Por
José Sarney
A memória
não retém o momento, o clima, a emoção.
Hoje, 15
de março de 1985 é apenas uma data, fonte de tantos julgamentos e versões. O
tempo é uma invenção do homem, e as datas redondas nos seduzem a construir o
passado.
Na
história do Brasil tivemos momentos de grandes inflexões. Mas aquela data
será julgada no futuro como um instante em que a história se contorcia. Ela
marca o fim de um período marcado por revoluções, golpes de Estado, militarismo
– agregação de poder político ao poder militar – e instalação de uma democracia
de massa, que o país jamais conhecera.
Um Estado
Social de Direito, o exercício pleno da cidadania, das liberdades individuais e
dos direitos sociais.
Os que
vivem hoje jamais poderão avaliar o que estava em jogo naquela noite de 14 para
15 de março. A nove horas de tomar posse, o
abdômen de Tancredo Neves, presidente eleito, começava a ser aberto no Hospital
de Base de Brasília. Não se sabia que ali começava o seu martírio e a sua
agonia.
A
realidade imitava a ficção.

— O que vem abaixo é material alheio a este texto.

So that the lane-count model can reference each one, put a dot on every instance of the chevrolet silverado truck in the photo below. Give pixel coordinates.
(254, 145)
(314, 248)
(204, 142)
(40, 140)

O país atônito. Os políticos envoltos em
perplexidades não tinham nenhum grupo mobilizado. Reuniam-se improvisadamente
na Câmara e no Senado. Os jantares organizados para antecipação da festa se
transformavam em desorientação e tristeza. O ministro do Exército comunicava ao
chefe da Casa Civil, Leitão de Abreu, que iria voltar ao seu posto de comando e
desencadear uma ação para interromper o longo processo da transição.
No meio
de tudo isso, dois homens aparecem, mostram grande espírito público e
capacidade de gerir crises: Ulysses Guimarães e Leônidas Gonçalves.
Quando,
tomado de profunda emoção e saindo de uma depressão que escondi do país durante
vários meses, voltado totalmente para o problema humano de Tancredo, disse
a Ulysses que não desejava assumir sozinho, ele, rispidamente e mostrando sua
fibra de grande chefe, me disse: “Não é hora de sentimentalismos, Sarney. Temos
deveres com a nação. Um processo tão longo de luta pelas instituições não pode
morrer nas nossas indecisões”.
O general
Leônidas, já escolhido ministro do Exército, partiu para ações concretas:
“Vamos ao Leitão de Abreu, não para discutir a sucessão, mas para dizer que
amanhã, às 10 horas, o vice-presidente, conforme determina a Constituição, irá
prestar juramento perante o Congresso e assumir a Presidência até o restabelecimento
de Tancredo”.
E assim
fez, em companhia de Ulysses e dos senadores José Fragelli e Fernando Henrique
Cardoso. As mesas do Senado e da Câmara decidiram no mesmo sentido. O Supremo
Tribunal Federal, convocado secretamente pelo presidente Cordeiro Guerra,
deliberou que esse era o caminho da Constituição.
Quando me
comunicaram as conclusões, às três horas da manhã, eu era um homem batido pelo
imprevisto. Tomei posse “com os olhos de ontem” e enfrentei o
desconhecido dos anos que estavam à frente.
Passados 30
anos, o brasilianista Ronald Schneider, que estudou as transições democráticas,
diz que a do Brasil foi a mais exitosa.
Iniciou-se
a Nova República com o lema “Tudo pelo social”.
Enfrentei
12 mil greves, convoquei a Constituinte, implantamos uma democracia social,
rompemos com a ortodoxia econômica com o Plano Cruzado, alcançamos a mais baixa
taxa média de desemprego de nossa história –3,59%.
Até hoje
não se repetiu o crescimento econômico daqueles anos.
Relembro
nesta data Tancredo Neves. Afonso Arinos disse: “Muitos deram a vida pelo país,
mas Tancredo é o único que deu a sua morte pelo Brasil”.
Esta é a
história destes 30 anos de paz social, de alternância de poder e da presença do
proletariado nas decisões nacionais.
José Sarney, 84, membro da Academia
Brasileira de Letras, foi presidente da República (1985-1990)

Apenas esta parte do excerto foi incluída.